New programme makes clean energy entrepreneurs out of women

The United Nations Environment Programme and UN Women have launched an initiative to help remove the social and economic obstacles preventing women from accessing clean energy and becoming renewable energy entrepreneurs.

achim steiner UN women launch
Achim Steiner, executive director, United Nations Environment Programme, speaking at the launch of the Women's Sustainable Energy Entrepreneurship and Access on Tuesday. Image: Eco-Business

The United Nations agencies for environment and women on Tuesday launched a landmark initiative to help women in developing countries gain access to sustainable energy and opportunities to become renewable energy entrepreneurs. 

Unveiled at the sidelines of the United Nations climate change conference in Paris, the Women’s Sustainable Energy Entrepreneurship and Access programme aims to remove “structural barriers and discrimination” preventing women from accessing renewable resources and earning a livelihood from it. 

These include social norms and stereotypes that confine women to unpaid domestic work, the notion that women are not capable entrepreneurs, and a shortage of women in energy policy formulation. 

In the programme’s initial phase, the United Nations Environment Programme (UNEP) and UN Women will work with policymakers from six countries - Senegal, Morocco, Myanmar, India, Indonesia, and Bolivia - to develop plans to address these issues. 

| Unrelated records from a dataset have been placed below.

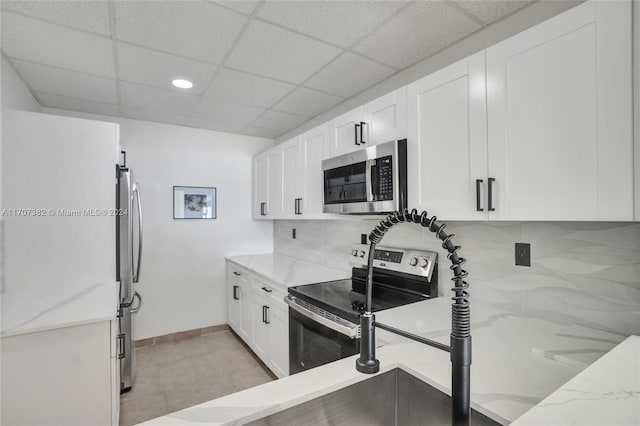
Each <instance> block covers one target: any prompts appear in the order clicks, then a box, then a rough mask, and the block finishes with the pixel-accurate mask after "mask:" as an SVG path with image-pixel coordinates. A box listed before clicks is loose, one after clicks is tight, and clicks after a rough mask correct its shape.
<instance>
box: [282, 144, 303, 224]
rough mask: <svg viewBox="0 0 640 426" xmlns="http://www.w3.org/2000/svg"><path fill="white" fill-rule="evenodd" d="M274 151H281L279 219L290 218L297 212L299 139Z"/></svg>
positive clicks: (297, 194) (299, 174)
mask: <svg viewBox="0 0 640 426" xmlns="http://www.w3.org/2000/svg"><path fill="white" fill-rule="evenodd" d="M276 149H281V150H282V174H283V181H282V204H283V210H282V214H281V215H280V217H281V218H292V217H294V216H295V214H296V212H297V210H298V201H297V198H298V186H299V182H300V164H299V156H300V154H299V151H300V138H299V137H296V138H293V139H291V140H289V141H287V142H284V143H282V144H281V145H279V146H278V147H277V148H276Z"/></svg>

Phumzile Mlambo-Ngcuka, executive director, UN Women, said at the launch at Le Bourget, Paris, where the talks are being held, that this “will ensure that we empower and strengthen women so they can play a role at the policy level, the delivery level but also in managing the efficient use of energy at the household level”.

“We will work with governments because for many of these barriers to be removed systematically and sustainably, the government has to participate,” she added, noting that this programme is the first concrete collaboration to emerge from an ongoing partnership between UNEP and UN Women.  

Vulnerable but powerful

In developing countries, women are disproportionately affected by energy poverty, noted UN Women.

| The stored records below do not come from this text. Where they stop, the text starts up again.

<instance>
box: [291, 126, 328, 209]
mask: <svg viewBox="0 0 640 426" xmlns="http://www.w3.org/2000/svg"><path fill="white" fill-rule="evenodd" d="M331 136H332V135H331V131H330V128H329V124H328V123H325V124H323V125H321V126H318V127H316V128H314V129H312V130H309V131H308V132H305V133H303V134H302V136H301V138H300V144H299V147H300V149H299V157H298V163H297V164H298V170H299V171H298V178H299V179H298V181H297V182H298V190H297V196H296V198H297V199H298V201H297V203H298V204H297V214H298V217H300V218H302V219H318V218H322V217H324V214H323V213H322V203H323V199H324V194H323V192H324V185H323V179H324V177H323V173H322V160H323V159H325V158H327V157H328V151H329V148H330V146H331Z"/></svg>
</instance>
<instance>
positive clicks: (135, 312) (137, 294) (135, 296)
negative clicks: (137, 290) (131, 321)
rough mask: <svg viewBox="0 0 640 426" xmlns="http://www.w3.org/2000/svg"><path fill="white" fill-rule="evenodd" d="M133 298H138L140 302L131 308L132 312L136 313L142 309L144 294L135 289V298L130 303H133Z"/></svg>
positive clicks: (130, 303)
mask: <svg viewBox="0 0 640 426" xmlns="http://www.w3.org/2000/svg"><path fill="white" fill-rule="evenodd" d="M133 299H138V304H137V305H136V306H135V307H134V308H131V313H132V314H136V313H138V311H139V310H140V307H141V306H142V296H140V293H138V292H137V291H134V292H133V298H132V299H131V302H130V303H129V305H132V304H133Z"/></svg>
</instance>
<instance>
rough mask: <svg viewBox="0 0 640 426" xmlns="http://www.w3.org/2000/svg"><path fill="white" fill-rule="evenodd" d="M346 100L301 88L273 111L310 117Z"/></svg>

For example, in homes which lack access to clean cooking fuels, women are most exposed to air pollution from wood fires. They also have to walk the furthest to fetch fuel, and a lack of electricity at home undermines access to education. 

We will work with governments because for many of these barriers to be removed systematically and sustainably, the government has to participate.

Phumzile Mlambo-Nguka, executive director, UN Women

But as household energy managers, women also make excellent entrepreneurs who can expand renewable energy adoption in their communities, said Mlambo-Nguka. 

“Women can build distribution and service networks and also have easier access to other women who are energy managers in their homes,” she said. Financiers may be apprehensive about lending to women, but they are more diligent about paying back loans than men, she added. 

But while women play a critical role in speeding up the global adoption of sustainable energy, only a fifth of the modern renewable energy workforce is women; this is a figure the initiative aims to increase, she added. 

This will be done by working with governments, civil society organisations and technical institutes to increase women’s participation in policymaking, support their economic empowerment, and removing barriers for them to access financing, among other things.

Both agencies will help participating governments develop programmes to promote women’s entrepreneurship to sustainable energy, and the methodologies developed will be replicated in other countries in the future, shared Mlambo-Nguka. 

The two organisations behind the initiative hope to have concrete results to share by the next UN climate meeting in Morroco next year, she added.

UNEP executive director Achim Steiner said at the launch the initiative’s work with six developing economies would “give the world a glimpse of the future green economy”. 

“By collaborating with UN Women, UNEP hopes to accelerate the development of economic opportunities for women to play a central role in this emerging clean energy economy,” he added.